UNIX のアカウンティングシステムは堅固ではなく、ファイルが壊れたり失われることがあります。そのようなファイルにも、単に無視してよいものや、バックアップから復元できるものがあります。しかし、特定のファイルは、アカウンティングシステムの完全性を維持するために修復しなければなりません。
wtmp ファイルは、アカウンティングシステムを日常的に運用する上で発生する大部分の問題の原因になっています。日付が変更され、システムがマルチユーザーモードになると、1 組の日付変更レコードが /var/adm/wtmp に書き込まれます。wtmpfix ユーティリティは、日付変更が現れたときの wtmp レコード内のタイムスタンプの調整用として用意されています。ただし、日付変更とリブートとの組み合わせによっては、wtmpfix のチェックから漏れて、acctcon の処理を失敗させることがあります。wtmp の問題を解決する手順については、「wtmp ファイルを修復する方法」を参照してください。
スーパーユーザーになります
ディレクトリ /var/adm/acct/nite に変更します。
次のように、バイナリファイル wtmp.MMDD を ASCII ファイル xwtmp に変換します。
# fwtmp wtmp.MMDD xwtmp
MMDD |
2 桁の数値で指定される月日 |
xwtmp を編集します。壊れたファイルを削除するか、始めから日付変更までのすべてのレコードを削除します。
ASCII ファイル xwtmp をバイナリファイルに変換し、壊れたファイルを上書きします。
# fwtmp -ic xwtmp wtmp.MMDD
/var/adm/acct/sum/tacct の完全性は、システム資源に対してユーザーに課金している場合は重要です。負の番号、重複したユーザー ID、または 65535 のユーザー ID など、不可思議な tacct レコードが現れることがありますが、その場合、まず prtacct で、/var/adm/acct/sum/tacctprev を印刷して、チェックしてください。内容が大丈夫であるような場合は、最新の /var/adm/acct/sum/tacct.MMDD ファイルを使用して、/var/adm/acct/sum/tacct ファイルを作成し直してください。次の手順は、簡単な修復手順の概要を説明しています。
スーパーユーザーになります。
ディレクトリ /var/adm/acct/sum に変更します。
次のように、tacct.MMDD の内容をバイナリから ASCII 形式に変換します。
# acctmerg -v tacct.MMDD xtacct
MMDD |
2 桁の数字で指定される月日 |
xtacct ファイルを ASCII 形式からバイナリに変換します。
# acctmerg -i xtacct tacct.MMDD
MMDD |
2 桁の数字で指定される月日 |
ファイル tacct.prv と tacct.MMDD をマージしてファイル tacct を生成します。
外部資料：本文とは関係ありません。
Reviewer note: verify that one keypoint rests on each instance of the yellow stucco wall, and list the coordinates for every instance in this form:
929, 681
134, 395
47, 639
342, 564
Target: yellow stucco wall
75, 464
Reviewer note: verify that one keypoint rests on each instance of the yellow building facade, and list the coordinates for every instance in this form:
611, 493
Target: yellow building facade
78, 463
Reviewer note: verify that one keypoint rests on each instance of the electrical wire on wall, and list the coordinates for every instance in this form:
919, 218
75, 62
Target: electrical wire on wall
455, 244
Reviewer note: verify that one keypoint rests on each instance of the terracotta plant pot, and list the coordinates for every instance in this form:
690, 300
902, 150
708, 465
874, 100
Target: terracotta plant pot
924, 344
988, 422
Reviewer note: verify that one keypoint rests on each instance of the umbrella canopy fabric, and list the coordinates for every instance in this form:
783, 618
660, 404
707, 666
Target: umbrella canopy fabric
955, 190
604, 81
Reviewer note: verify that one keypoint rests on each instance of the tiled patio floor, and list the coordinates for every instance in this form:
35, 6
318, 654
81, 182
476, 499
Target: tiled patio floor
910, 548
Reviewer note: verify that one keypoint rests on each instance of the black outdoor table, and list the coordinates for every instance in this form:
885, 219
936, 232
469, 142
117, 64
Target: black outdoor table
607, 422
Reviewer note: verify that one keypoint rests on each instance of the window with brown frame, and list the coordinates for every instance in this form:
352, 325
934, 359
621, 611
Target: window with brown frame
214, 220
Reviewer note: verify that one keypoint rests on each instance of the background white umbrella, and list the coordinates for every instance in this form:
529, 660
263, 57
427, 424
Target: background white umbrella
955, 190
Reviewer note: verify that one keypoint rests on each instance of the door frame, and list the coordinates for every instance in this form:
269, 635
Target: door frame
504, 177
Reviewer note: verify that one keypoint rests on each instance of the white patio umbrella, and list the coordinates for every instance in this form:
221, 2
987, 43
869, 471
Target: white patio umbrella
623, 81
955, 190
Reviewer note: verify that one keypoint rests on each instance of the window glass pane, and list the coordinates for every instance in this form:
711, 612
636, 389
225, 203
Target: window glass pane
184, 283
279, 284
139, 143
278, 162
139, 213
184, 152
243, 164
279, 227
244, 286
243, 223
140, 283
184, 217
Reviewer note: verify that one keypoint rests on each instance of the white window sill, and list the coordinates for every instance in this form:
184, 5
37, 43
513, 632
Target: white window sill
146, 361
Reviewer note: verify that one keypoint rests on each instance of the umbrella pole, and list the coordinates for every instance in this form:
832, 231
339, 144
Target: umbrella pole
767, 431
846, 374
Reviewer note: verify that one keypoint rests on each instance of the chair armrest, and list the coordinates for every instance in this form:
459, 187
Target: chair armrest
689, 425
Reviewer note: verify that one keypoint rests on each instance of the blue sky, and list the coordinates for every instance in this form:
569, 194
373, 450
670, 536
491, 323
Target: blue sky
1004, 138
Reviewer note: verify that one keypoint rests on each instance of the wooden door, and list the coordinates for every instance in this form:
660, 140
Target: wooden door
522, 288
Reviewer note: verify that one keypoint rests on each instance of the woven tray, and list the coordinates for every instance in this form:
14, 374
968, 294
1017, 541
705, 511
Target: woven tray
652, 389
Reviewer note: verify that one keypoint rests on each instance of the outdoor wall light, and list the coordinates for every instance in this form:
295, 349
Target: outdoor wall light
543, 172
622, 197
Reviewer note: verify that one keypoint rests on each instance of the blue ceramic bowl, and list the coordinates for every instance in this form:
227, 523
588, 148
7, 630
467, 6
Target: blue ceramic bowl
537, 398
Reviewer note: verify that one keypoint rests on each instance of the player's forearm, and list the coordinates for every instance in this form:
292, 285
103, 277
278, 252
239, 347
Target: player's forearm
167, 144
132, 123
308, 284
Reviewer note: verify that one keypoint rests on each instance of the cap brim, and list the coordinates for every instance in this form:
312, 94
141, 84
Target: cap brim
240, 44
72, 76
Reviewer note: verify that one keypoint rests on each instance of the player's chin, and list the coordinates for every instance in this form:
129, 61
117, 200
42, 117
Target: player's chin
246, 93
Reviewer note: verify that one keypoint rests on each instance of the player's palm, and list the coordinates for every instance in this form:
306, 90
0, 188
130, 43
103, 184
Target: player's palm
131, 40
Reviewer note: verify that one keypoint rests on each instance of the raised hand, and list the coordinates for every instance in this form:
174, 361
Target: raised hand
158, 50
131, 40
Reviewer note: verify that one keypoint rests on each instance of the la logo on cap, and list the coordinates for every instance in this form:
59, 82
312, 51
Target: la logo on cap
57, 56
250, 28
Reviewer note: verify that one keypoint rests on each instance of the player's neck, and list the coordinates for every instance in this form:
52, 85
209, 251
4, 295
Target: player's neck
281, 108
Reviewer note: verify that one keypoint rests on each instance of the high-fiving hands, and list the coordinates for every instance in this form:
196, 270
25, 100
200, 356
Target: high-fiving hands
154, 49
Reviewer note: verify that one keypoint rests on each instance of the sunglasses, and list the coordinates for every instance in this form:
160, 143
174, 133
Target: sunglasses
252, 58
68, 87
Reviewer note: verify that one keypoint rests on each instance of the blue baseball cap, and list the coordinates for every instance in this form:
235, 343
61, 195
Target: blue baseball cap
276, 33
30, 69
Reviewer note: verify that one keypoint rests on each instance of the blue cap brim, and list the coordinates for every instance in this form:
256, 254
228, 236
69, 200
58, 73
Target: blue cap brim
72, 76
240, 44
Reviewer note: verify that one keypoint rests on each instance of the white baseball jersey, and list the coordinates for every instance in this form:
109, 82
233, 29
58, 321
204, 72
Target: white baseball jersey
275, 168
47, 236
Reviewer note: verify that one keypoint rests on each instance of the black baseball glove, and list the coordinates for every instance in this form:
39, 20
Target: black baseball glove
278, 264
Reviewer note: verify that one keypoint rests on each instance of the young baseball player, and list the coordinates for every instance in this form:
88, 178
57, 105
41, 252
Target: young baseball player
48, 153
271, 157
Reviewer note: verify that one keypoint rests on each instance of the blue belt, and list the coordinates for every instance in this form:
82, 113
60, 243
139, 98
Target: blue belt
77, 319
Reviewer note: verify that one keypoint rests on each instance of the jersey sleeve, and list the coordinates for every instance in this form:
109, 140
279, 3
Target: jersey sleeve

# acctmerg tacctprv tacct.MMDD tacct
runacct プログラムはいろいろな原因で失敗することがあります。一番多い原因は、システムがクラッシュする、/var がディスク容量を使い果たす、wtmp ファイルが壊れた、などです。active.MMDD ファイルが存在する場合、まずエラーメッセージがないか調べます。active ファイルとロックファイルが存在する場合、異常なメッセージがないかどうか fd2log ファイルを調べます。
runacct は、引数を指定しないで実行すると、その日の最初の起動とみなします。runacct を起動し直し、もう一度 runacct にアカウンティングをやり直させる月日を指定する場合は、引数 MMDD が必要です。処理のエントリポイントは statefile の内容に基づきます。statefile を無効にするには、次のように、処理を開始したい状態をコマンド行に指定します。
runacct プログラムを手動で実行するときは、ユーザー adm として実行していることを確認してください。